Except that we are also discussing methods of allowing people to earn more than minimum wage. What I suggested is one way that some specific jobs might be created which allowed people to earn more money in good times, to earn something in bad times, and which might be elliminated altogether by the minimum wage. Again, I am not proposing that such a contractual arrangement could replace all minimum wage jobs.
I may have messed up understanding of your last post. If I did please correct me. I think you typed this:
I assume that, as was/is true in various ways and amounts, you can not both get benefits of welfare and earn wages.
I think this varies greatly from locality to locality. I don’t think very many cut a person off entirely until they reach a certain income level. My understanding was that many allow benifits to taper off as income increases. I admit I am not an expert on the variations, though.
If you can do both, which is allowed in some programs, people may work for sub min wages, but again only if it is better than staying home.
Or if they have family help. Or if they have private charity help. Or if they are able to survive on less than minimum wage. Again, the decision is far better made on an individual basis than once every couple years from Washington.
Child care is such that wages would have to generally be pretty good in many places. Letting people do the calculation is fine, but the policy justification is that the calculation is “this sucks” so some boost will have some benefit for moving people into the work force. Granted not the most common defense of the min wage, but one that I think is real.
I agree entirely. But the central policy calculation cannot possibly be done for individuals, nor can it take into account all of the information presented to all of the individuals.

So I guess you would have no problems if several of the grocery stores got together, and decided that consumers really should pay $6 a gallon for milk? And they then threatened violence against any grocery stores in the area who didn’t participate? And then they got the government to take their side and force you to bargain with them instead of simply changing grocery stores?
Free market my *ss. I see absolutely no difference between this grocery store scenario and what unions do now.
I don’t deny that there have been coercive and otherwise illegitimate activity on the part of Unions and likewise on the part of some industries. I view this as counter to the ideal of a free market. I personally think that our laws and law enforcement should do their best to prevent that sort of thing. On both sides.
At the base of it, though, negotiations between labor and management are a paragon of free market activity.
pervert: If I said that the great feature of socialist economies was that it makes losers and more losers, would you not chastise me?
Nope, I’m not a socialist and don’t feel the need to leap to the defense of socialism anytime anybody says anything that might be interpreted as critical of it. (Even if I were a socialist, I doubt I’d be as defensive about it as you seem to be about capitalism.) If I felt that your claim about socialist economies was factually wrong, I’d challenge it no matter what my political beliefs were, but as it happens, I don’t understand what you mean by it.
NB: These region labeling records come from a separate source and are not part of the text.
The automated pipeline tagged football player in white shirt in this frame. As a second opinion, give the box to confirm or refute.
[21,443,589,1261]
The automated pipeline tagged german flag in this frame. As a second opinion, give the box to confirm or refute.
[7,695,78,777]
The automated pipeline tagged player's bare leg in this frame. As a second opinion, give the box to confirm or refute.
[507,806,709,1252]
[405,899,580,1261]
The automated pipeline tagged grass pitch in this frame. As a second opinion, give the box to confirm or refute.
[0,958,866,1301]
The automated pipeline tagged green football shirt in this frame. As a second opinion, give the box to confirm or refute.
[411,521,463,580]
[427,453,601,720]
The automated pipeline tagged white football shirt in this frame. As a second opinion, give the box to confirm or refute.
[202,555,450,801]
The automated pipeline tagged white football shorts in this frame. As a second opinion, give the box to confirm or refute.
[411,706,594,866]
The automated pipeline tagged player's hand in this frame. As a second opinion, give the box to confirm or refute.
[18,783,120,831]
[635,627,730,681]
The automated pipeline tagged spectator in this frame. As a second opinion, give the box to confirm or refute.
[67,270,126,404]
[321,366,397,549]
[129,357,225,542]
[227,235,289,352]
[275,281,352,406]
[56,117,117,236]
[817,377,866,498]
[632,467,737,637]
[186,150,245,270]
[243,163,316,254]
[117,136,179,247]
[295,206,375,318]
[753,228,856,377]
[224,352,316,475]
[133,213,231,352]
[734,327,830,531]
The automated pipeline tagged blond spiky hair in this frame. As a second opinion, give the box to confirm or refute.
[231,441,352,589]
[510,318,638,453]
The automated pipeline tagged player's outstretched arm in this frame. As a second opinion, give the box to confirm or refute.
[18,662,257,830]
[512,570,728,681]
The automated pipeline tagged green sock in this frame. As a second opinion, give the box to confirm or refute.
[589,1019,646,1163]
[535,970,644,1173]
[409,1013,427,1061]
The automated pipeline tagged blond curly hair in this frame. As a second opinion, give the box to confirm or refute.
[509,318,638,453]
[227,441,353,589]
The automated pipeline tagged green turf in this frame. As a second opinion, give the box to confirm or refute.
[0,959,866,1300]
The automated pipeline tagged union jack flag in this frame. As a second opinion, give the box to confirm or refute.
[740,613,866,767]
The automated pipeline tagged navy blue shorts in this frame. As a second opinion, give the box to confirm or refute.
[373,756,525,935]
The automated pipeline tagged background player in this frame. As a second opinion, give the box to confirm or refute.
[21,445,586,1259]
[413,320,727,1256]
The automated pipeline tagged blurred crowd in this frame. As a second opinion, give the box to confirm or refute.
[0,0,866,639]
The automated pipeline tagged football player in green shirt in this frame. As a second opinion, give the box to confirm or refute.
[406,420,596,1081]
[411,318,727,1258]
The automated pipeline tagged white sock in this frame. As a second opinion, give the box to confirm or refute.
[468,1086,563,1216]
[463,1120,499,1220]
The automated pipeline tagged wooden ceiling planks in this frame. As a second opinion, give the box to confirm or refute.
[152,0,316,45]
Again, you have to insert the “often at somebody else’s expense”. This is simply not true. Why is that person participating in the transaction it is simply enriches the other participant at his expense?
Because in the real world, markets are imperfectly free. So one party to the transaction may have inferior information, high barriers to non-participation, or another of the disadvantages that impair market efficiency.
That is why I keep stressing that capitalism creates winners and losers: because when we rely solely on market activity in a world where markets are very imperfect, the imperfections often increase existing inequalities. That simply is true, and I don’t understand why you can’t stand to hear it.